3 Mayıs 2004 Pazartesi öğleden sonra kiliseyle yakından ilgilenen Samatyalı ve Feriköylü bir grup üniversiteli genci kabul eden Patrik Mesrob II Hazretleri, onların kilise hakkındaki görüşlerini dinledi.
Gençlerimizin şikayet ettikleri konulardan biri de Surp Badarak’ın anlaşılamayan, kendilerine “Çince gibi gelen” klasik Ermenice diliydi.
Gençler soruyordu, “İbadette güncel Ermenice’yi kullanmak mümkün değil mi?”
Patriğimiz gençlerle konuşurken bu konudaki düşüncelerini şöyle özetledi:
“Arkadaşlar, bir an için klasik Ermenice’yi bir yana bırakalım, şimdi benimle konuşmaya çalışırken çağdaş Ermenice’yi bile çok kötü konuşuyorsunuz. Öyleyse sizin mantığınıza göre modern Ermenice’yi de bir yana bırakmamız gerekiyor galiba?
“İki gün önce bir din görevlimizi Surp Badarak’ta kullandığı bir kelimeyi yanlış telaffuz ettiği konusunda uyardığımda da aynı lakayt yaklaşımı gördüm ve üzüldüm. Efendim, bir harfin telaffuzuyla ne olurmuş, zaten bu tarihi dili kim anlıyormuş ki?! Halbuki din görevlilerimiz İncil vaaz etmenin yanı sıra, Ermeni milletinin din kültürünü de yaşatmakla yükümlüler.
“Surp Badarak, kilisemizin en önemli ayinidir. Dünyanın her köşesinde, nereye giderseniz gidin, bir Ermeni Kilisesi’nin kapısından içeri adımınızı attığınızda kelimesi kelimesine aynı Surp Badarak’ı dinleyebilirsiniz.

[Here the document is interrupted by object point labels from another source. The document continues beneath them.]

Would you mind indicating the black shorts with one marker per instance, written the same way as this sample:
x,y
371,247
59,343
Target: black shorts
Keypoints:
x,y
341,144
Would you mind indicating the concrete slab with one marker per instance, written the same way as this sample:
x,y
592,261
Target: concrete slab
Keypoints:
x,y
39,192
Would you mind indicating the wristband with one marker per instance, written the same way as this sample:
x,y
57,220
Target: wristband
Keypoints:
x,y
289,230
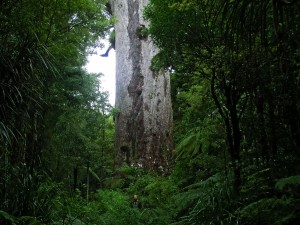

Ritüel ve müzikte farklılıklar olabilir, ancak kullanılan dil ve sözler her yerde aynıdır.
“Yine dünyanın birçok yerinde Surp Badarak ayinlerinde kilise takvimine göre okunan Kutsal Kitap bölümleri yeni Ermenice’yle hatta bazı yerlerde yerel dillerle okutulur. Böylece imanlılar Tanrı Sözü’nü daha iyi anlamak olanağını bulurlar.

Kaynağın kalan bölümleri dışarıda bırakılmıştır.